“Costly Price Adjustment and Automated Pricing: The Case of Airbnb” (Job Market Paper)
On many e-commerce platforms such as Airbnb, StubHub and TURO, where each seller sells a fixed inventory over a finite horizon, the pricing problems are intrinsically dynamic. However, many sellers on these platforms do not update prices frequently. In this paper, I develop a dynamic pricing model to study the revenue and welfare implication of automated pricing which allows sellers to update their prices without manual interference. The model focuses on three factors through which automated pricing influences sellers: price adjustment cost, buyer’s varying willingness to pay and inventory structure. In the model, I also take into account competition among sellers.

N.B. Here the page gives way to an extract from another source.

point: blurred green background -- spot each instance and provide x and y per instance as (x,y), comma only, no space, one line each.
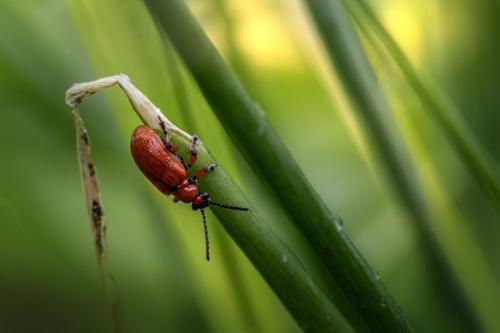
(49,279)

Utilizing a unique data set of detailed Airbnb rental history and price trajectory in New York City, I find that the price rigidity observed in the data can be rationalized by a price adjustment cost ranging from 0.9% to 2.2% of the listed price. Moreover, automated pricing can increase the platform’s revenue by 4.8% and the hosts’ (sellers’) by 3.9%. The renters (buyers) could be either better off or worse off depending on the length of their stays.
Working in Progress
1. “The Impact of Airbnb on Housing Affordability”, joint with Wen Wang
2. “Credit Rating Stability and Quality with Multiple Credit Rating Agencies”, joint with Wei Tan
“Testing Volatility Persistence on Markov Switching Stochastic Volatility Models,” with Yong Li, Economic Modelling, Vol 35, Issue 1, 45-50.